Agnes Martin | Cy Twombly | Edmund de Waal | Francesca Woodman | Giorgio Morandi | James Hugonin | Jane Bustin | Rachel Whiteread | Richard Forster | Richard Long | Richard Serra | Roger Ackling | Sean Scully
Resistance and Persistence takes its title from Sean Scully's essay on the mid 20th century Italian painter Giorgio Morandi. Morandi is a contradictory artist: deliberately understated yet deeply engaging; always small of scale and yet somehow heroic. Scully describes his encounter with a particular Morandi painting in the collection of Tate London:
“When I was a student passing through the halls of the Tate Gallery in London, looking for role models, I would consistently pass a typically small painting by Morandi. It seemed to upset and disturb everything else that was going on. It was as if it was participating in the Modernist dialogue, since its spirit was twentieth-century, and clearly painted after the discovery of abstraction, but, then again, stubbornly refusing to participate with appropriate enthusiasm… One day I’d see it and I’d think, this is great. It’s really weird. And then another day I’d see it and I’d think to myself that he was an idiot. And so was the Tate for putting it up all the time. And then another day I’d see it, and I just didn’t know what to think. It wasn’t exciting, yet it was exciting. Exciting in its resistance, in its subversiveness."

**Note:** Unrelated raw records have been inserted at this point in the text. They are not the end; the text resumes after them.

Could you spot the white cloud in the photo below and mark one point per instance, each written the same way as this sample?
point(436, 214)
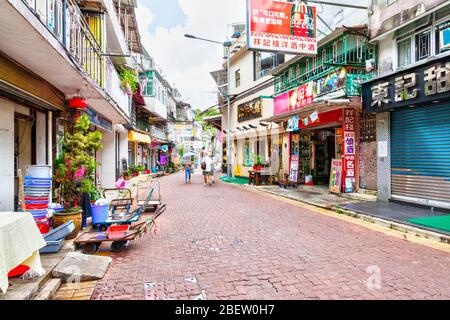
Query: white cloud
point(187, 62)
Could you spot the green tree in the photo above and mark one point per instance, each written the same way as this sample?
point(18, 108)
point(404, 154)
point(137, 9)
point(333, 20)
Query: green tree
point(74, 170)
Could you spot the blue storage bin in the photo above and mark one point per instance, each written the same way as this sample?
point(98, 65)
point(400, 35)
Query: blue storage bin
point(52, 246)
point(61, 232)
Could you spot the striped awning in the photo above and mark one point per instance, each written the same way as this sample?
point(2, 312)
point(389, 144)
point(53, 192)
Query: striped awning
point(138, 137)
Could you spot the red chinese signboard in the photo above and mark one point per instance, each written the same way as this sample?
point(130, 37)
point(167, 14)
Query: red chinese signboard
point(349, 152)
point(281, 27)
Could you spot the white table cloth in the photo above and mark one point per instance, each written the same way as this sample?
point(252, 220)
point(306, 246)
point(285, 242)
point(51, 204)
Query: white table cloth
point(20, 241)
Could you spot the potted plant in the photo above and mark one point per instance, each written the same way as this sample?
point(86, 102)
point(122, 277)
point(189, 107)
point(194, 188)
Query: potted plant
point(258, 164)
point(74, 171)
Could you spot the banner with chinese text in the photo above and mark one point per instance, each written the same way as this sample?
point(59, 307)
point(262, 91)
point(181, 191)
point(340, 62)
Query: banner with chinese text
point(281, 27)
point(349, 152)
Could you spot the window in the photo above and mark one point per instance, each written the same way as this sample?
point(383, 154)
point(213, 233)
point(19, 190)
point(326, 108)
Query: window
point(237, 76)
point(423, 45)
point(265, 62)
point(404, 52)
point(443, 37)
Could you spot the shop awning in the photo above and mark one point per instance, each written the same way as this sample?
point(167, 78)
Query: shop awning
point(138, 137)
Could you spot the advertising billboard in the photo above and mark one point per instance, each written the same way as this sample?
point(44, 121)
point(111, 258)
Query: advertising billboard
point(281, 27)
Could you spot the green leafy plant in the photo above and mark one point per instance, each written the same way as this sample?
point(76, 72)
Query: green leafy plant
point(74, 170)
point(129, 79)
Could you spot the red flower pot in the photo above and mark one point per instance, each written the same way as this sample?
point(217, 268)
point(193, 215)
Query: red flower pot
point(77, 103)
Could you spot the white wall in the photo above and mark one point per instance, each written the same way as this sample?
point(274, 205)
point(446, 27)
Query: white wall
point(7, 155)
point(41, 138)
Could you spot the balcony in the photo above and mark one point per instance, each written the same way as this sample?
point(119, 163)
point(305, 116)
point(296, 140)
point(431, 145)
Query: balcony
point(158, 133)
point(114, 89)
point(156, 108)
point(349, 50)
point(52, 39)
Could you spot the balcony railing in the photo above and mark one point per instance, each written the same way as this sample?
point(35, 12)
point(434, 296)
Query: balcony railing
point(65, 21)
point(349, 50)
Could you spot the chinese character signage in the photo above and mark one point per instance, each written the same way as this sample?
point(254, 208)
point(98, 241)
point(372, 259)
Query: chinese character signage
point(281, 27)
point(336, 176)
point(349, 152)
point(292, 124)
point(250, 110)
point(422, 85)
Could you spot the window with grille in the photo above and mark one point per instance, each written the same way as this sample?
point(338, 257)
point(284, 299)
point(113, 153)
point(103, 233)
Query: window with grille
point(368, 128)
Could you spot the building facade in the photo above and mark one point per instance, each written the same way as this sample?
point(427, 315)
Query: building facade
point(409, 99)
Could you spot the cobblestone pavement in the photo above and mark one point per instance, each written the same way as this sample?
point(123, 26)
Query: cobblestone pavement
point(222, 242)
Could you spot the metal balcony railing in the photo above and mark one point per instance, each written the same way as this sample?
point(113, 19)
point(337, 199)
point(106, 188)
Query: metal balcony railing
point(350, 51)
point(65, 21)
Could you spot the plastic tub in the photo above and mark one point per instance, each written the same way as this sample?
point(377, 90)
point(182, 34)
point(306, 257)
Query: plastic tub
point(60, 232)
point(39, 171)
point(52, 246)
point(117, 232)
point(100, 214)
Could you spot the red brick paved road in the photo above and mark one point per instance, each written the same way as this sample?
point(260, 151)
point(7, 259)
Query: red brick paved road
point(241, 245)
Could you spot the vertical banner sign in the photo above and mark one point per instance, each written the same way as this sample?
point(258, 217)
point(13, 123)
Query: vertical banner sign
point(293, 174)
point(349, 152)
point(281, 27)
point(336, 176)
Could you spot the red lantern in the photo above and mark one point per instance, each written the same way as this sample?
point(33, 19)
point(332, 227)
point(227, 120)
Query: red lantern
point(77, 103)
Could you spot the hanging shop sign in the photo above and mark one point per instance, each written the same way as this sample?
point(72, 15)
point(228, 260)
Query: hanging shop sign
point(250, 110)
point(98, 120)
point(293, 173)
point(428, 83)
point(281, 27)
point(349, 152)
point(292, 124)
point(301, 96)
point(331, 86)
point(336, 176)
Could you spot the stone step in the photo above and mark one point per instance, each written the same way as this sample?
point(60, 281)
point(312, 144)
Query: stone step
point(48, 290)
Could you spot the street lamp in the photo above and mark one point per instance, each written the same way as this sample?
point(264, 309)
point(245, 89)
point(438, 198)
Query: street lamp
point(226, 44)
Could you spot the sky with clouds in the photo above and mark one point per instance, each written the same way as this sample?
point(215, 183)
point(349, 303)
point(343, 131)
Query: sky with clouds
point(186, 63)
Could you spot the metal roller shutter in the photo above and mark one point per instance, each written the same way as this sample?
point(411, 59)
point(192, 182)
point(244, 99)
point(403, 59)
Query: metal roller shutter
point(420, 155)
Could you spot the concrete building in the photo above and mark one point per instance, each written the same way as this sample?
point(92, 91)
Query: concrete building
point(409, 99)
point(50, 51)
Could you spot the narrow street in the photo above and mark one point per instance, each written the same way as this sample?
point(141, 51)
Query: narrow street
point(234, 244)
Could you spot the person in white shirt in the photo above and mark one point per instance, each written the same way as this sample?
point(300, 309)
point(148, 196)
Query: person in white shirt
point(207, 168)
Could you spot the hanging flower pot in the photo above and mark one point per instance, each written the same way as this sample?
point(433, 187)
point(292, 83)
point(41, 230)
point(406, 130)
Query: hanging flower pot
point(77, 103)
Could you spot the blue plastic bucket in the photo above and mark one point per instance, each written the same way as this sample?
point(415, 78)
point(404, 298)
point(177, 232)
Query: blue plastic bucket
point(100, 213)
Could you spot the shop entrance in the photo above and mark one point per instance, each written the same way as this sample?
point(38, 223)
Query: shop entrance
point(315, 149)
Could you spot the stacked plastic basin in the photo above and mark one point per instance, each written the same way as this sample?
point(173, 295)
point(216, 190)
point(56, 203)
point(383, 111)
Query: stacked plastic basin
point(37, 194)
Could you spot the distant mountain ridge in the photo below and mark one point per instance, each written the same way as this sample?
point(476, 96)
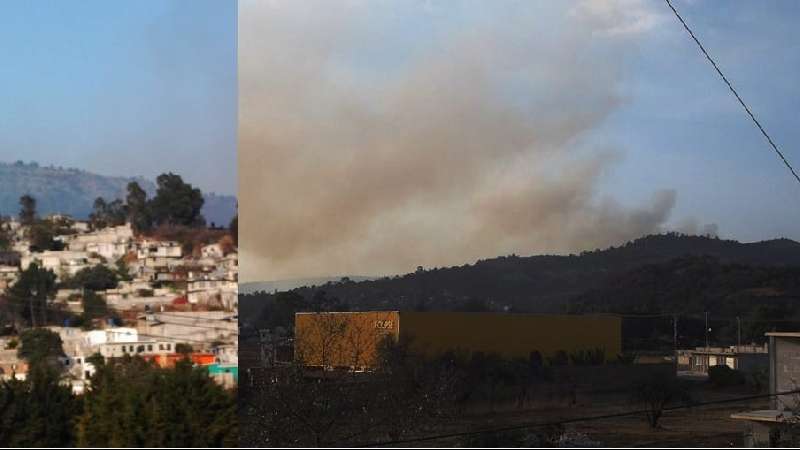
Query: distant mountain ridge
point(73, 191)
point(289, 284)
point(545, 283)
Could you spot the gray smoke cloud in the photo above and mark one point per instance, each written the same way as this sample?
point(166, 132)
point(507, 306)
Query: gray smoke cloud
point(470, 144)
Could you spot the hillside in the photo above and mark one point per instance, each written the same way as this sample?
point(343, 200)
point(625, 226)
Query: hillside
point(546, 283)
point(73, 191)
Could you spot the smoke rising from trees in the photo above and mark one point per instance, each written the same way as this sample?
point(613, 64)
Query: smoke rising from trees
point(366, 150)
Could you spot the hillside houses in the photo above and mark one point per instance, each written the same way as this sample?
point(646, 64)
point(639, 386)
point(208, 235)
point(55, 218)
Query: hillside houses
point(163, 298)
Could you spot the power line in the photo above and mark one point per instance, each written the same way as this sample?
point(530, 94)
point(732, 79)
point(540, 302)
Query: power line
point(736, 94)
point(573, 420)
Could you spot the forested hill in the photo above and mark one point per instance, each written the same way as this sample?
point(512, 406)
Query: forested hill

These qualities provide the starting point for an exhibition that considers the idea of artistic positions that have been hard won. At its heart are a group of wonderful Morandi paintings, two of which haven’t been seen in public for over 50 years. Alongside these are works by a diverse group of artists, but with a connectedness in that they all tend to work in series, with one work building on the last, often against the grain of the time and place in which they have found themselves. There’s a stubbornness to this, perhaps, a sense of the single-minded pursuit, but there’s also a leaning towards emotional engagement, and therefore a kind of intimacy.
In Resistance and Persistence, Morandi’s paintings are joined by an early film by Richard Serra, photographs by Francesca Woodman and Cy Twombly; drawings by Richard Forster; sculptural works by Richard Long, Rachel Whiteread and Roger Ackling; graphics by Agnes Martin; installations by Edmund De Waal and Jane Bustin, and paintings by James Hugonin and Sean Scully.